DESUCLUB/Qwen3-NoThinkEmbed

Model Details

Model Description

This model is based on Qwen3, and is an iterative process and set of experiments to try to remove thinking mode from Qwen3 architecturally, instead of providing <think>/n/n</think> tokens.

Current edits to Qwen3 model

The current model has been stripped of thinking tokens in the tokenizer.json and tokenizer_config.json files
Embedding has also been truncated from 151936 to 151667, truncating the lookup for thinking tokens

Usage:

You can use this model via the code below

from transformers import AutoModelForCausalLM, AutoTokenizer

model_name = "DESUCLUB/Qwen3-NoThinkEmbed"

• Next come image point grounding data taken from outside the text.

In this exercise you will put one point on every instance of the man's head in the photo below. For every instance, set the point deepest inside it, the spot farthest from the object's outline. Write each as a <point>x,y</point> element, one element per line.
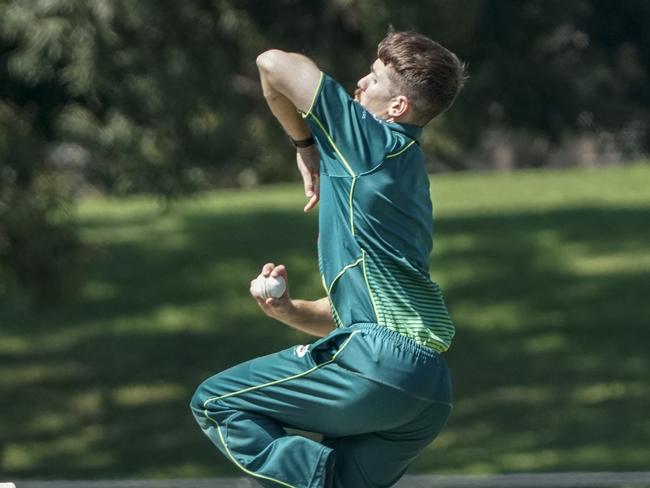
<point>412,80</point>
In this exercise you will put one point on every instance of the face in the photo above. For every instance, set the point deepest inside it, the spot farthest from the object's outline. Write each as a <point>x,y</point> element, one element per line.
<point>375,92</point>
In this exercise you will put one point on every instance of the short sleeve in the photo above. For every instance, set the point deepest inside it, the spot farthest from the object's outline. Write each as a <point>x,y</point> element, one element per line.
<point>357,139</point>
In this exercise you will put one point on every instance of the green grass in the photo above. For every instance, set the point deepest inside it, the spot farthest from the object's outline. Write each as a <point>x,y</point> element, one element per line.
<point>546,273</point>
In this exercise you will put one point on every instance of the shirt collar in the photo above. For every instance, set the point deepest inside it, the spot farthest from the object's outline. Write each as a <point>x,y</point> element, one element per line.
<point>410,130</point>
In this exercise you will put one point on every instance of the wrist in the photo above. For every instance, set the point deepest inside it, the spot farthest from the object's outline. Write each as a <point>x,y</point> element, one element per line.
<point>303,143</point>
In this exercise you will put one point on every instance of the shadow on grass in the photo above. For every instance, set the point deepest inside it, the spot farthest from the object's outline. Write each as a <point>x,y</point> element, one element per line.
<point>549,360</point>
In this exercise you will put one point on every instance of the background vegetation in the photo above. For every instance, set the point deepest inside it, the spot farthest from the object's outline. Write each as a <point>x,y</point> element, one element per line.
<point>546,274</point>
<point>120,291</point>
<point>163,97</point>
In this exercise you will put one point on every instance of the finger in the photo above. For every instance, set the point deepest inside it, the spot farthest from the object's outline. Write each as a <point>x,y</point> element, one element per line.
<point>311,203</point>
<point>279,270</point>
<point>267,268</point>
<point>306,180</point>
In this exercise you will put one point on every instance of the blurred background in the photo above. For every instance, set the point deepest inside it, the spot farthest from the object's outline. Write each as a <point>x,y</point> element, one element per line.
<point>144,182</point>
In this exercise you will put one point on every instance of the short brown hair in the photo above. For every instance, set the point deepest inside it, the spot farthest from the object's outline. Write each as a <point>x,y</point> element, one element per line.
<point>428,74</point>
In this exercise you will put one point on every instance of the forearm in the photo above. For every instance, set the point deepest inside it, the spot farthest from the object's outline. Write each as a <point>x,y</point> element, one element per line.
<point>312,317</point>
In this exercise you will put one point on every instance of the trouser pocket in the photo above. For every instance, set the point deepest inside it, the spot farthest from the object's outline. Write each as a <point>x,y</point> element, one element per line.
<point>328,347</point>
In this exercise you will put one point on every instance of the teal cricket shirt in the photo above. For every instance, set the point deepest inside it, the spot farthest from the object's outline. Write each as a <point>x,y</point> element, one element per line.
<point>375,220</point>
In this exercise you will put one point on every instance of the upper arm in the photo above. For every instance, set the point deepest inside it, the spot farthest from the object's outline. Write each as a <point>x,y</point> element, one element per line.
<point>293,75</point>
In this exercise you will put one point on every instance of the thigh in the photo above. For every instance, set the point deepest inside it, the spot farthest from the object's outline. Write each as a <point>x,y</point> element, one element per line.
<point>310,392</point>
<point>380,459</point>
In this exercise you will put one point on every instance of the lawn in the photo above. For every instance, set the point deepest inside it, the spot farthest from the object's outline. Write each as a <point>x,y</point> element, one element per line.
<point>546,274</point>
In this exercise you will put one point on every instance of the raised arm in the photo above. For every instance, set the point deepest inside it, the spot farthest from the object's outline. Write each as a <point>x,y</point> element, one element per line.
<point>289,82</point>
<point>291,75</point>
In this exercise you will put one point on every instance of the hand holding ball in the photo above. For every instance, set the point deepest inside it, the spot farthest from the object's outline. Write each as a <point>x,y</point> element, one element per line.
<point>271,287</point>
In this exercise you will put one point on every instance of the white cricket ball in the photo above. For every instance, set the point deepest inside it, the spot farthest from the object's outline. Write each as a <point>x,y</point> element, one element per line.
<point>269,287</point>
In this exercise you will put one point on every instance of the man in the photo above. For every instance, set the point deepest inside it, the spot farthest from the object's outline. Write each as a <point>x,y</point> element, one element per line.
<point>376,385</point>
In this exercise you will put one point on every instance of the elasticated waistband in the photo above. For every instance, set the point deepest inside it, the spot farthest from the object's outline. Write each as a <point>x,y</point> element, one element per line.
<point>406,343</point>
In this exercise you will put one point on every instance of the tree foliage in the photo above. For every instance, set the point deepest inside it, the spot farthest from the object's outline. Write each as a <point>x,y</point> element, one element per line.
<point>163,96</point>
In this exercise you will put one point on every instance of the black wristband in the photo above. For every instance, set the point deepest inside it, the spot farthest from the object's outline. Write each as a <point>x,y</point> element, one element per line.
<point>303,142</point>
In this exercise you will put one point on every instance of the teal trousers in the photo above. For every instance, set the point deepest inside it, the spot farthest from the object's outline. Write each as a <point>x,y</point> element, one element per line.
<point>377,397</point>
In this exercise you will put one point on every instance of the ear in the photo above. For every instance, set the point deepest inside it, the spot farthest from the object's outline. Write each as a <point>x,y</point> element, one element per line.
<point>399,106</point>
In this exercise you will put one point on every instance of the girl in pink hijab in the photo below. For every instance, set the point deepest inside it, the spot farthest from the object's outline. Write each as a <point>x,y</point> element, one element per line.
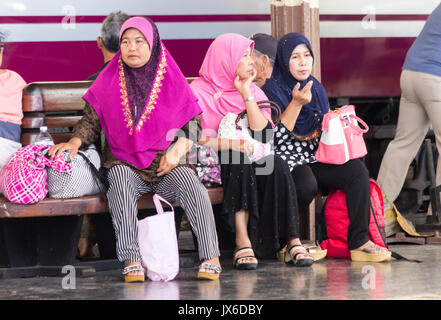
<point>260,203</point>
<point>137,101</point>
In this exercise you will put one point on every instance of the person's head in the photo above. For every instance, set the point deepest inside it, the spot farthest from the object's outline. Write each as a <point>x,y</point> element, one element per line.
<point>228,56</point>
<point>136,38</point>
<point>264,55</point>
<point>109,39</point>
<point>295,56</point>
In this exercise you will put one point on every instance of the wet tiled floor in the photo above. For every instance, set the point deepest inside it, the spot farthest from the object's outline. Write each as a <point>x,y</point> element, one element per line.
<point>273,280</point>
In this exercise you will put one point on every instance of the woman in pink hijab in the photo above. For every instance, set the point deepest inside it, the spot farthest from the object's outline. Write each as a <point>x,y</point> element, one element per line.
<point>260,203</point>
<point>137,101</point>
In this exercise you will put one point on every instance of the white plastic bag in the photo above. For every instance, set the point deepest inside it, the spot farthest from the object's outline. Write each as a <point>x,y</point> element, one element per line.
<point>158,243</point>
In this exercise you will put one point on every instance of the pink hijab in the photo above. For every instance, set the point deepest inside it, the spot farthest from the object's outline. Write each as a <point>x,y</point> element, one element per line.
<point>167,100</point>
<point>215,87</point>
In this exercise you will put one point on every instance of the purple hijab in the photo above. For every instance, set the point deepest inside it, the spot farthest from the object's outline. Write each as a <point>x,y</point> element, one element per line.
<point>139,108</point>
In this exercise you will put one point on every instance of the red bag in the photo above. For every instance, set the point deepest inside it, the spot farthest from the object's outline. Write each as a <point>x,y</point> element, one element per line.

# load the tokenizer and the model
tokenizer = AutoTokenizer.from_pretrained(model_name)
model = AutoModelForCausalLM.from_pretrained(
    model_name,
    torch_dtype="auto",
    device_map="auto"
)

# prepare the model input
prompt = "Give me a short introduction to large language model."
messages = [
    {"role": "user", "content": prompt}
]
text = tokenizer.apply_chat_template(
    messages,
    tokenize=False,
    add_generation_prompt=True,
    enable_thinking=True # Switches between thinking and non-thinking modes. Default is True.
)
model_inputs = tokenizer([text], return_tensors="pt").to(model.device)

# conduct text completion
generated_ids = model.generate(
    **model_inputs,
    max_new_tokens=32768
)
output_ids = generated_ids[0][len(model_inputs.input_ids[0]):].tolist() 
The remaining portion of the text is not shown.